/ Critique parue dans le numéro de mai 2015 de BANDE A PART, magazine de cinéma /
La Tête haute de Emmanuelle Bercot : : à retrouve sur CINE+ A LA DEMANDE.
Un gamin violent se cogne contre les murs de sa liberté entravée. Emmanuelle Bercot le fait passer dans l’âge adulte, La Tête haute. Un enfant entre un jour dans votre vie. Il n’en sortira plus. Un enfant paraît, tout d’innocence et de fragilité, dès les premiers plans du nouveau Bercot, ce beau film de révolte, de guerre et d’amour qui vient ouvrir le festival de Cannes 2015 avec les armes d’un cinéma intime et aigu. L’enfant grandira et ne quittera plus La Tête haute, jamais lâché par une caméra qui voudra avec nous lui sauver la peau, lui donner sa chance, l’aimer à perdre la raison. Il faut absolument mettre un nom sur ce visage rayonnant et désespéré dont on s’obsèdera longtemps : Rod Paradot, furieux ange blond, porte sur ses étroites épaules juvéniles la puissance âpre et rugueuse d’un récit marchant dans ses pas et avançant avec lui vers la lumière de sa possible rédemption.
Il s’appelle Malony, drôle de prénom singulier d’un enfant sans père, fils d’une mère célibataire paumée, camée et cramée, qui se blottit contre lui comme si elle était sa progéniture. Ils s’aiment, ces deux-là, à la folie, désespérément, séparés par la justice droite, la loi stricte, le jugement objectif qui ne connaît ni les valeurs du cœur ni les règles de l’émotion. Cette mère totalement immature, c’est Sara Forestier, femme fragile, actrice forte dont le rôle ici, dans ce film tendu, fulgurant, resserré, s’inscrit dans la continuité dramatique du bouleversant Suzanne de Katell Quillévéré dans lequel elle jouait un personnage pas si éloigné, de jeune mère risquant tout pour son homme, par amour.

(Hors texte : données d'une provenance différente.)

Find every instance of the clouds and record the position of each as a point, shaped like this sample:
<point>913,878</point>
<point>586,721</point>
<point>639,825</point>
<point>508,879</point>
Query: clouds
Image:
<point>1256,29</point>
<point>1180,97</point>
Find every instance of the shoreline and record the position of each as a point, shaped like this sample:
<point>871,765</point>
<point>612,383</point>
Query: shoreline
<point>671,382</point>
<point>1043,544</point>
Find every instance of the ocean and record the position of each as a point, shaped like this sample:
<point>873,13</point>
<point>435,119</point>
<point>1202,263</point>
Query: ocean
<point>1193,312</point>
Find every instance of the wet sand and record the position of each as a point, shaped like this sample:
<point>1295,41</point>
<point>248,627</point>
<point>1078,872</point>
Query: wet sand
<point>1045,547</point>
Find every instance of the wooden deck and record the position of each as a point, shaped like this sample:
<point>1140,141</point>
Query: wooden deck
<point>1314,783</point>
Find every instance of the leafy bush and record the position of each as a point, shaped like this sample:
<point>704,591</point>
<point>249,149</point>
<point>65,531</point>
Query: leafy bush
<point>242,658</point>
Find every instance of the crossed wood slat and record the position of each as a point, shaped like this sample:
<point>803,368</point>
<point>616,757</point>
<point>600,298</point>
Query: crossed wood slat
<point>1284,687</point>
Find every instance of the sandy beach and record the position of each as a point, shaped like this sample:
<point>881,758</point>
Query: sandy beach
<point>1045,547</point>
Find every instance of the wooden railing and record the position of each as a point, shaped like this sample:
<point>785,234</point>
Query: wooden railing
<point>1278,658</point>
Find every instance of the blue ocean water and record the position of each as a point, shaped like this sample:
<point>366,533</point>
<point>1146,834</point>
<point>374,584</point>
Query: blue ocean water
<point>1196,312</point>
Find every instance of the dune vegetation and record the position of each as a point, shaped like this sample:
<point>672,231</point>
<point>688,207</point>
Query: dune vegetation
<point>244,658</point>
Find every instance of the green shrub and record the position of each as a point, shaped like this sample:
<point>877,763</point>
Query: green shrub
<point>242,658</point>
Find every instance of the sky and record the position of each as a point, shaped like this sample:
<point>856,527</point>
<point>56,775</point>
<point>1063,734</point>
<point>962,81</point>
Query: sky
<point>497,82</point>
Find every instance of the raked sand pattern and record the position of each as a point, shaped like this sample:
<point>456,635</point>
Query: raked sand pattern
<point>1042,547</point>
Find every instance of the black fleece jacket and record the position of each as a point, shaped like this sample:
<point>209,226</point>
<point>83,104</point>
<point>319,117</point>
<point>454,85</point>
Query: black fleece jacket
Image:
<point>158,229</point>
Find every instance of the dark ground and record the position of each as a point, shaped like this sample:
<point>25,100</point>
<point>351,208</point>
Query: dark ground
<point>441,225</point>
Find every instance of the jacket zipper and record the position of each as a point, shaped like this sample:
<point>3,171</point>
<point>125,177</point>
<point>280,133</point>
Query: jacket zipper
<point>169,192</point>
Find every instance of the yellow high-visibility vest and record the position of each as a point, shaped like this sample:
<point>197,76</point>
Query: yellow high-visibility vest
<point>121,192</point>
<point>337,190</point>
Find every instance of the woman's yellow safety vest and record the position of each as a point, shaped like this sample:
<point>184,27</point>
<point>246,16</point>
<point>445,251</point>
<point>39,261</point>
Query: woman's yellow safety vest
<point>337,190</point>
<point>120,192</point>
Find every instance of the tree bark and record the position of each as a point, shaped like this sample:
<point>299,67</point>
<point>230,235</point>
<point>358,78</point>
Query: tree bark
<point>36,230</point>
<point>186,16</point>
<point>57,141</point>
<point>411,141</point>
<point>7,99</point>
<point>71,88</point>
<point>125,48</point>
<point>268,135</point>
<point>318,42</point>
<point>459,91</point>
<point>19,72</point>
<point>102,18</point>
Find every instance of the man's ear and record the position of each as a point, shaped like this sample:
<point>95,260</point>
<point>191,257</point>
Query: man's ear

Malony descend aux enfers et perd son innocence. Il va, de centre éducatif fermé pour jeunes délinquants en prison, au fil d’une errance délictuelle jalonnée de rendez-vous avec un juge pour enfants bienveillant qui a l’autorité naturelle de Catherine Deneuve, exacte et évidente en magistrat d’expérience. Emmanuelle Bercot retrouve l’actrice de son précédent film, Elle s’en va, qu’elle mettait en fugue, en échappée libre et buissonnière. Si elle n’est plus de tous les plans, si ce n’est pas un très grand premier rôle, Deneuve impose un personnage essentiel et juste, joliment compassionnel. Sa retenue est à l’image du film lui-même qui tient à distance ce qui risquerait de le faire tomber du fil funambule sur lequel il marche, au bord des gouffres et de la chute. La lente descente aux enfers de l’enfant perdu, son histoire sombre et chahutée par la vie chaotique de sa mère, se filme en drame sec, dur, brut.
Et si le film cogne, avec ses plaies ouvertes, à vif comme son jeune héros, c’est qu’Emmanuelle Bercot ne dévie jamais de l’intime à l’os. Tout dolorisme, tout misérabilisme, tout pathos est écarté. Aucun fatras psychologique, aucun bazar moral, aucun discours social ne surcharge le film qui avance au fil d’un montage ellipsé. La réalisatrice ne s’appesantit jamais sur les causes et raisons de ce qui arrive au jeune Malony, confiante dans l’avancée intelligente de son histoire. Ce qu’elle a à raconter, c’est une vie en éclats ; nul besoin d’explication. Malony va vite, il veut vivre, il veut vivre vite, rouler à toute vitesse, conduit par ses excès de fureur. Il y a en lui de la colère, de la rage, de l’amour. Il se cogne aux murs de sa liberté empêchée. Mais il avance oui, la tête haute, le regard fier, pour voir plus loin, comme ce film si triste et si beau qui le raconte. Tout est si noir et si éblouissant, la tête haute. Et Rod Paradot ne nous quittera plus.